Profile 16 included genes that gradually increase between 2 and 16 hours and then display a sudden drop in expression 16 hours post-wounding, which corresponded to the completion of cell proliferation and the restoration of the monolayer after wounding in time lapse observations. Profile 1 was characterized by significant decrease of miRNA expression 4 hours after wounding followed by a significant increase with a maximum 16 hours post-wounding, suggesting induction of transcription of genes involved in the early response to stress due to mechanical cell damage which are subsequently switched off. Profile 18 shared some similarities with profile 1, although it showed a more gradual decrease in miRNA expression 4 hours post-wounding, that then increased steadily to reach a maximum at 16 hours and afterwards gradually decreased. The different profiles of miRNA expression are shown in Figures 2, 3 and 4. The miRNA genes sharing the common expression pattern during epithelial wound repair are listed in Additional file 3.

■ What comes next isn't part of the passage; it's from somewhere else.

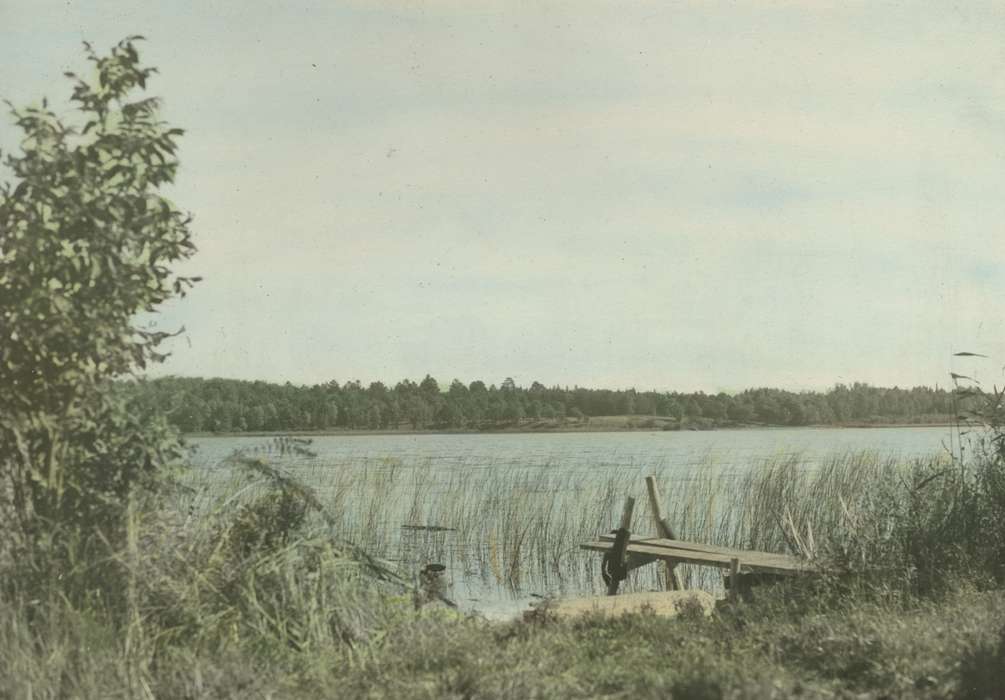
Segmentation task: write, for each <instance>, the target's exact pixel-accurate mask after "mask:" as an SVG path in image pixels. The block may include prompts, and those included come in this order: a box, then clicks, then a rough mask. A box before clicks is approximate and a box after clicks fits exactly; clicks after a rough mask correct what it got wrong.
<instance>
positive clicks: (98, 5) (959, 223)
mask: <svg viewBox="0 0 1005 700" xmlns="http://www.w3.org/2000/svg"><path fill="white" fill-rule="evenodd" d="M133 33H141V34H144V35H146V36H147V37H148V39H149V41H148V42H147V44H146V45H145V47H144V58H145V59H146V60H147V61H148V62H149V63H151V64H154V65H157V66H158V67H159V68H160V70H161V74H160V76H159V77H158V78H157V79H156V80H155V81H154V82H153V84H152V86H151V89H152V91H153V92H154V93H156V94H159V95H162V96H163V97H164V98H165V104H166V107H165V116H166V118H167V119H168V120H169V121H171V122H172V123H173V124H176V125H178V126H181V127H183V128H185V129H186V130H187V131H188V133H187V135H186V137H185V139H184V140H183V142H182V151H181V159H182V170H181V171H180V177H179V181H178V183H177V187H176V188H175V189H174V192H173V193H172V196H173V197H174V198H175V200H176V201H177V203H178V204H179V205H180V206H181V207H182V208H184V209H187V210H190V211H191V212H192V213H193V214H194V215H195V230H196V241H197V244H198V245H199V248H200V252H199V254H198V255H197V256H196V258H195V259H194V260H193V262H192V263H191V265H189V266H188V267H187V269H186V271H187V272H191V273H197V274H202V275H203V276H204V277H205V281H204V282H203V283H202V284H200V285H199V287H198V288H197V290H196V291H195V292H194V293H192V294H191V295H190V296H189V297H188V298H187V299H186V300H184V301H183V302H180V303H177V304H173V305H172V306H171V307H170V308H168V309H166V310H165V312H164V313H163V314H161V316H162V317H161V318H160V319H159V323H160V324H161V325H162V326H164V327H167V328H170V327H173V326H177V325H185V326H186V327H187V329H188V332H187V334H186V336H185V337H184V338H183V339H181V340H178V341H175V343H174V345H173V349H174V357H173V358H172V359H171V360H170V361H169V363H168V364H167V365H166V366H165V367H164V368H163V369H162V372H170V373H175V374H183V375H201V376H222V377H234V378H243V379H270V380H290V381H292V382H295V383H299V382H308V383H312V382H320V381H327V380H329V379H338V380H340V381H342V380H345V379H352V378H357V379H360V380H363V381H364V382H369V381H371V380H376V379H380V380H384V381H388V382H395V381H397V380H399V379H401V378H404V377H410V378H421V377H422V376H423V375H425V374H426V373H427V372H428V373H431V374H433V376H435V377H437V378H439V379H441V380H443V381H449V380H450V379H451V378H453V377H458V378H460V379H462V380H464V381H470V380H472V379H484V380H486V381H489V382H495V383H498V382H500V381H501V380H503V379H504V378H506V377H511V376H512V377H514V378H516V379H517V381H518V383H520V384H524V385H528V384H530V383H531V382H532V381H534V380H540V381H543V382H546V383H549V384H552V383H556V384H563V385H565V384H568V385H574V384H578V385H581V386H595V387H611V388H616V387H627V386H637V387H639V388H656V389H680V390H691V389H702V390H706V391H718V390H721V389H725V390H727V391H733V390H739V389H743V388H746V387H751V386H780V387H785V388H790V389H820V388H826V387H828V386H830V385H832V384H833V383H835V382H853V381H865V382H869V383H872V384H881V385H894V384H897V385H901V386H903V385H915V384H928V385H932V384H936V383H941V384H945V383H946V378H947V373H948V371H949V370H950V369H951V361H950V355H951V353H952V352H953V351H955V349H976V351H978V352H985V353H988V354H990V355H992V356H993V357H994V358H995V359H996V362H995V363H986V364H984V365H982V366H980V367H978V368H973V367H971V366H967V367H966V368H965V369H967V370H968V371H970V372H972V371H974V370H975V369H976V370H977V371H978V372H979V373H983V375H982V376H983V377H984V378H985V379H986V380H988V381H994V380H996V379H997V380H998V381H1001V375H1000V372H998V371H997V370H995V368H996V367H997V368H1000V366H1001V364H1002V362H1005V314H1003V313H1002V310H1003V306H1002V304H1003V301H1005V274H1003V272H1002V270H1003V266H1002V265H1003V262H1005V260H1003V258H1005V243H1003V242H1002V241H1003V235H1002V234H1003V231H1002V229H1003V222H1005V177H1003V175H1005V174H1003V171H1002V167H1003V165H1005V39H1003V37H1005V5H1002V4H1000V3H979V2H967V3H962V4H961V6H959V7H956V6H954V5H953V4H950V3H934V2H932V3H929V2H926V3H876V2H869V3H823V2H813V3H809V2H807V3H796V2H786V3H772V4H769V3H765V2H752V3H722V4H712V3H705V2H701V3H669V2H665V1H664V0H660V1H659V2H652V3H599V2H592V1H588V0H577V1H576V2H563V3H546V2H534V3H528V2H506V3H494V2H472V1H471V0H465V1H461V0H448V1H444V2H428V3H422V2H401V3H398V2H385V3H381V2H362V1H360V2H345V3H337V2H332V3H329V2H254V1H252V0H245V1H242V2H214V1H205V0H204V1H201V2H172V3H165V2H159V3H138V2H128V3H127V2H111V1H106V2H102V1H91V2H74V1H72V0H70V1H62V2H48V1H43V2H39V1H37V0H31V1H24V2H14V1H13V0H0V39H2V40H0V65H3V66H4V68H3V71H2V72H0V95H2V96H4V97H7V98H9V99H11V100H12V101H14V102H17V103H24V102H28V101H32V100H36V99H37V98H39V97H40V96H42V95H48V96H49V97H50V98H62V97H64V96H65V95H66V94H67V93H68V83H67V82H66V81H65V80H64V79H63V78H62V77H61V73H62V71H63V70H66V69H80V68H81V67H82V66H83V58H82V52H81V50H80V41H81V40H82V39H88V40H90V41H91V42H93V43H94V44H95V45H96V46H97V47H99V48H102V49H105V48H107V47H109V46H111V45H112V44H113V43H115V42H116V41H117V40H119V39H121V38H122V37H124V36H126V35H127V34H133ZM16 138H17V135H16V134H15V133H14V132H13V130H12V129H11V127H10V126H9V121H5V122H2V123H0V148H3V149H4V150H9V149H10V148H12V147H14V146H16ZM957 369H958V370H959V369H961V368H960V367H959V366H957Z"/></svg>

To identify the most important pathways involved at different stages of epithelial wound repair in vitro we also performed pathway enrichment of miRNAs significantly altered only at one time point of wound repair (see Additional file 1, genes in red). For those genes, targets were predicted as above and DAVID was used to identify potential pathways and biological processes. The main observation for epithelial cells in the early phase of repair (2 hours post-wounding) were miRNAs being up-regulated, suggesting switching off target genes and processes associated with response to cellular stress (MAP kinase pathway), regulation of actin cytoskeleton, cell proliferation and migration. The main pathways targeted by up-regulated miRNAs identified for the repair 4 hours after cell damage included genes involved in negative regulation of transcription, RNA metabolism, regulation of cell motion and the cytoskeleton. The most important processes at 8 hours after wounding involved a number of up-regulated miRNAs at this time point and indicating the switching off of genes involved in negative regulation of gene expression and negative regulation of cell communication. At 16 hours following epithelial cell wounding we observed a number of miRNA genes that were down regulated and, therefore, switching on genes involved in mitotic cell cycle, negative regulation of cell death, cell proliferation, ERBB signalling pathway (cell proliferation, survival, migration). This may suggest the predominance of a proliferating phenotype of cells after the damaged area was closed by spreading and migrating cells. After 24 hours post-wounding we observed further down regulation of miRNA genes. Two were of particular interest as they are responsible for switching on genes involved in p53 signalling pathway (cell cycle arrest), IL-10 (anti-inflammatory response), regulation of apoptosis, cell death, RNA transport and localization. This indicates that at this time point cells have proliferated sufficiently and are beginning to differentiate. At 48 hours after wounding, we observed mainly up regulation of miRNA genes responsible for silencing genes involved in protein catabolic processes, alternative splicing, spectrins, mRNA splicing and processing as well as methylation indicating that cells are undergoing physiological processes and restoring a normal phenotype.